The toxic effect on muscle tissue can be suspected based on the patient's complaints of weakness, diffuse myalgia, myositis, muscle spasms and cramps, and / or a pronounced increase in the activity of CK (more than 5 times compared to FHG). In these cases, treatment Traykorom should cease.

The risk of rhabdomyolysis may be increased in patients with a predisposition to myopathy and / or rhabdomyolysis, including age older than 70 years, weighed down by history of hereditary muscle diseases, renal failure, hypothyroidism, alcohol abuse. Such patients should be prescribed the drug only if the expected benefit exceeds the potential risk of rhabdomyolysis.

At the same time taking with inhibitors HMG-CoA reductase inhibitors or other fibrates increases the risk of serious toxic effects on muscle fibers especially if the patient prior to treatment suffered muscle diseases. In this regard, a joint appointment Traykora and statin is permissible only if the patient has severe mixed dyslipidemia and high cardiovascular risk, in the absence of a history of muscle diseases and in conditions of close monitoring to detect signs of toxic effects on muscle tissue.

In the case of increasing the concentration of creatinine by more than 50% above FHG treatment should be suspended. In the first 3 months of treatment is recommended to determine the concentration of creatinine.

Effects on ability to drive vehicles and management mechanisms

When the drug effect on the ability to drive a car and management mechanisms have been discovered.

Cases of overdose have not been described.
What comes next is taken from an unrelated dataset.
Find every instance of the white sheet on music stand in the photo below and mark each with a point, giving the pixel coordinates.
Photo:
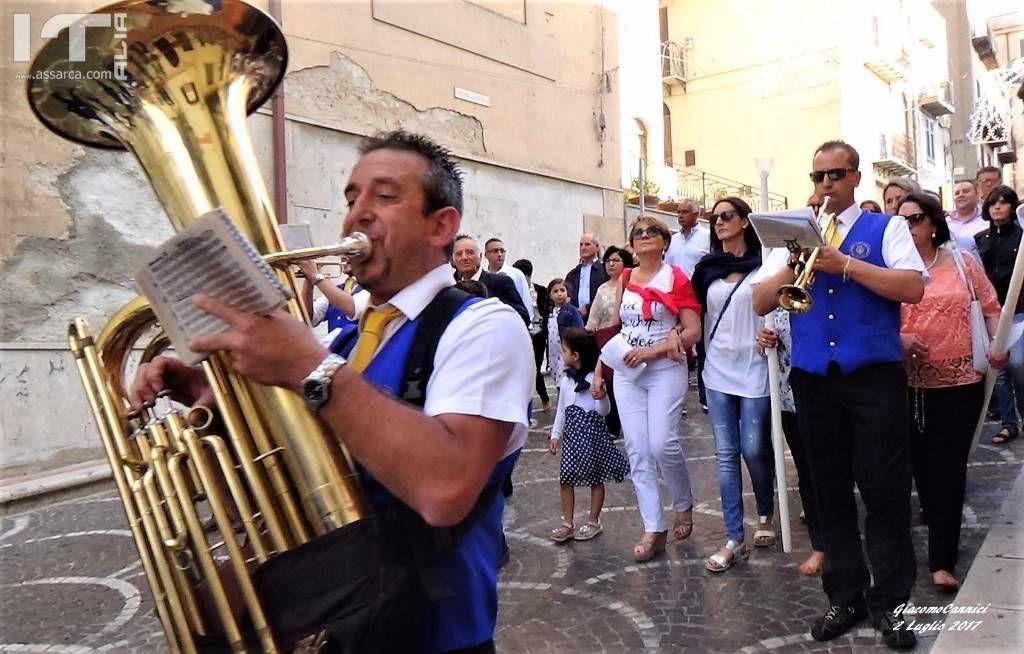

Treatment: the holding of symptomatic and, if necessary, supportive therapy. The specific antidote is known. Hemodialysis is ineffective.

Drug Interactions

Fenofibrate enhances the effect of oral anticoagulants and may increase the risk of bleeding, which is associated with the displacement of anticoagulant from the binding sites of plasma proteins. In the early treatment of fenofibrate treatment is recommended to reduce the dose of anticoagulants approximately one third, followed by gradual selection of the dose. Selection of the dose recommended for control of the level of MHO.

We describe a few severe cases of reversible decline of renal function during the simultaneous treatment of fenofibrate treatment and cyclosporine. It is therefore necessary to monitor the status of renal function in these patients and cancel fenofibrate in the case of a serious change in laboratory parameters.

When receiving fenofibrate together with inhibitors HMG-CoA reductase inhibitors or other fibrates increases the risk of serious toxic effects on the muscle fibers.

Studies of human liver microsomes in vitro demonstrated that fenofibrate and fenofibroevaya acid are not inhibitors isozymes CYP3A4, CYP2D6, CYP2E1 or CYP1A2. At therapeutic concentrations, these compounds are weak inhibitors of CYP2C19 and CYP2A6 isozymes, and weak or moderate inhibitors of CYP2C9.